Qu’attendent nos pays « démocratiques » pour réagir contre les innombrables crimes perpétrés par Israël depuis 1948 contre les Palestinien.ne.s ? Quand allaient-ils comprendre que le silence coupable engendre l’impunité du criminel et que celui-ci deviendra immanquablement dangereux pour les siens, comme il l’est pour ses ennemis ? Poutine, resté impuni pour ses crimes en Tchétchénie puis en Syrie, se donne le droit d’attaquer l’Ukraine et pourquoi pas l’Europe quelques années plus tard. Israël qui n’a jamais été puni pour sa désobéissance à toutes les résolutions de l’ONU, prend la liberté de déclarer que bientôt il mettra la main sur tous les Territoires Occupés. Attaquer le Liban, la Syrie et l’Iran ne représente, selon nous, qu’une petite goutte comparé au sort qu’Israël a toujours réservé à la Palestine et aux Palestinien.ne.s.
Depuis bien longtemps, nous ne croyons plus que la culpabilité de l’occident à l’égard d’Israël justifie le silence des premiers et les crimes impunis du second. Nous pensons plutôt que ce sont les intérêts géopolitiques et économiques des premiers et du second qui leur donnent, à leurs yeux, tous les droits. Ainsi, tout changement exercé par les Etats-Unis et Israël au Proche-Orient se fera au nom de la « real politic ».
Il faudrait, selon nous, une transformation rapide et radicale, de toutes les institutions qui touchent surtout aux questions du droit international, devenu inutile, voire parfois dangereux pour les peuples démunis qu’il prétend défendre.[4]
Il faudrait surtout rappeler aux Etats-Unis et à Israël que pour reconfigurer toute une région, en l’occurrence celle du Proche-Orient, il faudrait soit éliminer des populations, soit les mettre dans des camps de concentration. Il faudrait leur rappeler aussi que tout changement bénéfique au Proche-Orient ne pourrait se réaliser que par ses propres citoyen.ne.s qui n’ont besoin que de soutien vigilant et solidaire, mais jamais d’intervention armée.
Il faudrait redire à Israël qu’il ne pourrait vivre en paix que si la paix s’installe autour de lui.
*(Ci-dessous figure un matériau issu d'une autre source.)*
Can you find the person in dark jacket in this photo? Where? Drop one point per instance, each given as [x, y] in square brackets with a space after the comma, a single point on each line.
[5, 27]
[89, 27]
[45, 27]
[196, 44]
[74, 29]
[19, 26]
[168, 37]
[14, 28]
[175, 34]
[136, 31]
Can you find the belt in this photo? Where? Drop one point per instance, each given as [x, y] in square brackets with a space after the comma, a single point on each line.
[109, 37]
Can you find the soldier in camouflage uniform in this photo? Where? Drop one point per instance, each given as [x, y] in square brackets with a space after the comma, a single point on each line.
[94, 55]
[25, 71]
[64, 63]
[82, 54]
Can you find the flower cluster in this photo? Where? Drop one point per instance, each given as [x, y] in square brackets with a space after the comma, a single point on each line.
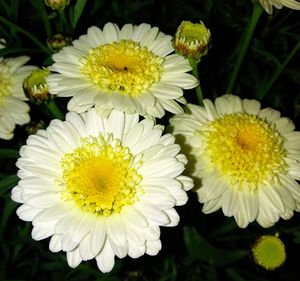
[101, 180]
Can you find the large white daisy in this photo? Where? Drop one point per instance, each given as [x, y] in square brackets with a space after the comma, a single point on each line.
[129, 69]
[244, 158]
[101, 187]
[13, 109]
[269, 4]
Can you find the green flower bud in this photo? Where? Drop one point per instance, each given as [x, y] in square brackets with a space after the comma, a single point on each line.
[34, 126]
[35, 86]
[269, 252]
[192, 40]
[57, 4]
[58, 41]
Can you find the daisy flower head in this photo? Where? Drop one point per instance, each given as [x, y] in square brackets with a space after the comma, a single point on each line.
[246, 158]
[129, 69]
[101, 187]
[13, 109]
[278, 4]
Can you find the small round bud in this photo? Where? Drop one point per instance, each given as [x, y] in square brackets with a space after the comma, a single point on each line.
[35, 86]
[192, 40]
[269, 252]
[34, 126]
[57, 4]
[58, 41]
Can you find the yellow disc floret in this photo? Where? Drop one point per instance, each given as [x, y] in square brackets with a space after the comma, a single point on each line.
[5, 82]
[245, 149]
[99, 176]
[125, 67]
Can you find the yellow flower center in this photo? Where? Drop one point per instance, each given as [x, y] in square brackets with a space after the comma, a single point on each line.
[5, 83]
[123, 67]
[245, 149]
[99, 176]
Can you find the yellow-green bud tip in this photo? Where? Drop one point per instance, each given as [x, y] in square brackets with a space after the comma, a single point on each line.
[192, 40]
[35, 86]
[34, 126]
[269, 252]
[57, 4]
[58, 41]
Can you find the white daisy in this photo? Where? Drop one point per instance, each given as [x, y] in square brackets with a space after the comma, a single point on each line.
[101, 187]
[246, 158]
[13, 109]
[268, 4]
[129, 69]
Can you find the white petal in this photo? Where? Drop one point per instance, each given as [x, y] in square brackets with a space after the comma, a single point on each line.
[152, 213]
[74, 258]
[106, 259]
[153, 247]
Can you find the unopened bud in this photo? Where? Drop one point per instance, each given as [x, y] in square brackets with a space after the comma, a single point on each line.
[35, 86]
[192, 40]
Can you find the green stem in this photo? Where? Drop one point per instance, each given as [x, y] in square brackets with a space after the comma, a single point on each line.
[65, 23]
[279, 70]
[244, 45]
[54, 109]
[26, 33]
[194, 64]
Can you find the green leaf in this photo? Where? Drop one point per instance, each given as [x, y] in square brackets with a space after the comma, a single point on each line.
[76, 11]
[7, 183]
[202, 250]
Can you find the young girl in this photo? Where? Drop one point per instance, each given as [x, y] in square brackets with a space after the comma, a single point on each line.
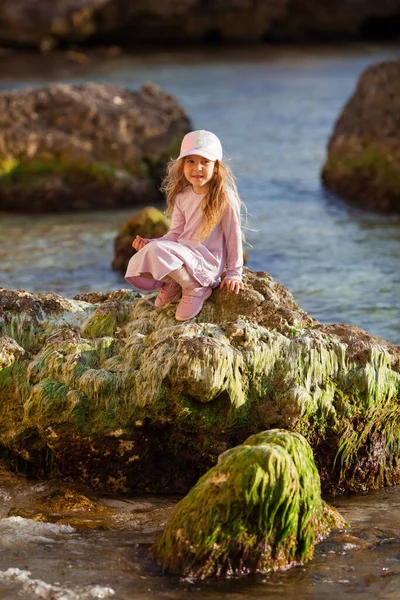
[205, 237]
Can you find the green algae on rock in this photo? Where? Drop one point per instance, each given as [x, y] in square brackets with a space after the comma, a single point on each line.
[258, 509]
[80, 147]
[109, 389]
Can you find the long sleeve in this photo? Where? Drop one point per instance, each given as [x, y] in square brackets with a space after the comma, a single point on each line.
[177, 224]
[230, 224]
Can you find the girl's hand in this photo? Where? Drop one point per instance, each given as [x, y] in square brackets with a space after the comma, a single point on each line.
[232, 285]
[139, 242]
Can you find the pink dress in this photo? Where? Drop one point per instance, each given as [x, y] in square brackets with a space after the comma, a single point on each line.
[205, 260]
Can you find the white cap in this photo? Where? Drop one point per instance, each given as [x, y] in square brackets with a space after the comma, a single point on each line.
[203, 143]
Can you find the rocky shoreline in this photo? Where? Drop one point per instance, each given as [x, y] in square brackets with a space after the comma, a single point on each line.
[69, 22]
[112, 391]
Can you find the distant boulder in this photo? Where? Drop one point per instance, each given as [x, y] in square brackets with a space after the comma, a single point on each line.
[44, 24]
[363, 161]
[80, 147]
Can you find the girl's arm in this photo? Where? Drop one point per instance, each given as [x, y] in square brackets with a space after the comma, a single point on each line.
[230, 224]
[177, 226]
[177, 223]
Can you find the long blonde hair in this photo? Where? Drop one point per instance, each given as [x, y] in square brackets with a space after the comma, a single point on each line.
[214, 202]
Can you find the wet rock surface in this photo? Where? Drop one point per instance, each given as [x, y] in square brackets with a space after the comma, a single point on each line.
[112, 391]
[258, 509]
[363, 161]
[81, 147]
Cette paix réelle et durable ne pourrait jamais s’accomplir avec la force des armes mais plutôt avec les valeurs humanistes et universelles auxquelles nous avons toujours cru, c’est-à-dire celles qui engendrent la liberté, la dignité, la solidarité et la fraternité.
Ghaïss Jasser.
[1] George Orwell, 1984, Editions Gallimard, 1950 pour la traduction française.
[2] Nous étions cinq invité.e.s à cette table ronde, trois pro-israéliens qui n’ont même pas décliné leurs titres et deux administrateur-trice.s d’associations fondées pour la paix entre Israël et la Palestine.
[3] Editions Jean-Claude Lattès, 1983.
[4] Voir l’article « Le droit international est-il mort ? », le Courrier International, n° 1811, 17 au 23 juillet 2025.